The Good Samaritan Law: Emergency Baby Delivery, Birth Injury Law, And You

The Good Samaritan law is a law which stipulates that you should not help people in troubling or emergency situations without their express consent. The reason for this is that if a stranger causes more harm than good in attempting to rescue or help, the person being helped can sue. (Only medical professionals are required by law to respond to any emergency situations they happen upon.)

Ergo, if someone happens upon you while you are in labor and you are about to deliver your baby in a place other than a hospital, he/she may offer help. It is your right as the woman and vulnerable person in this situation to deny help. If that stranger insists on helping you when you did not ask for help or provide permission, you can sue. Here is how the Good Samaritan law applies in this situation, and why and how you can sue.

You Did Not Want a Stranger to Touch You

A woman in labor is in a very vulnerable state. She has to expose her genitals to you while giving birth. This makes many women extremely uncomfortable as it is. At some point, you may feel violated, or feel as though this stranger hurt you or your baby. Additionally, if you feel as though this "helpful" stranger hurt or violated you in some way, the Good Samaritan law does not apply. It does not apply when the stranger did not first ask you permission to help.

You Believe That You or Your Baby Suffered a Birth Injury

A birth injury is any injury caused to the mother or the baby during the delivery process that later produces a lifelong disability. This can be anything from emotional trauma to the baby suffering from anoxia (i.e., a lack of oxygen reaching the brain) during birth and then suffering brain damage as the result. A birth injury lawyer would bring suit against the stranger for these injuries. However, you would have to have a doctor confirm that these injuries would not have happened had a medical professional been the one helping with the delivery and not this stranger (i.e., a doctor would have to act as an expert witness and testify to this fact).
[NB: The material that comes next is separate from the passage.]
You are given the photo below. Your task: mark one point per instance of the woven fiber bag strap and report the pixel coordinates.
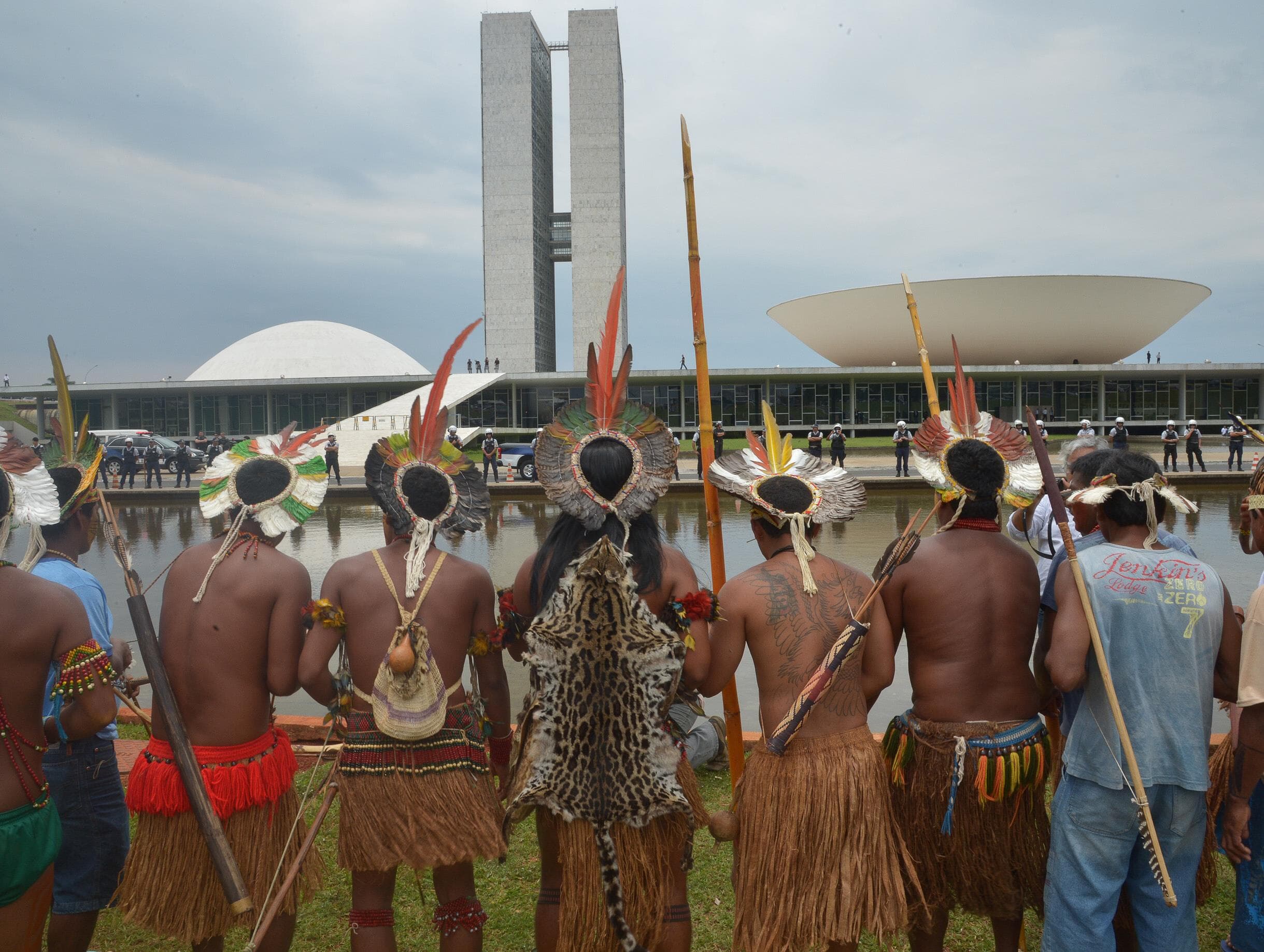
(405, 615)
Language Barriers, Good Samaritan Law, and Birth Injuries

If there was a language barrier and the helper did not speak English, he or she should not have attempted to help you. There is a very good chance that somebody who does not speak English would not know about the Good Samaritan law in the first place. Attempting to help without knowing how, without knowing about this particular law, and without asking your permission in a language you speak is wrong on a number of levels. You have every right to sue the "helper" in this instance since you could not communicate that you did not want his/her help, and you and/or your baby suffered harm.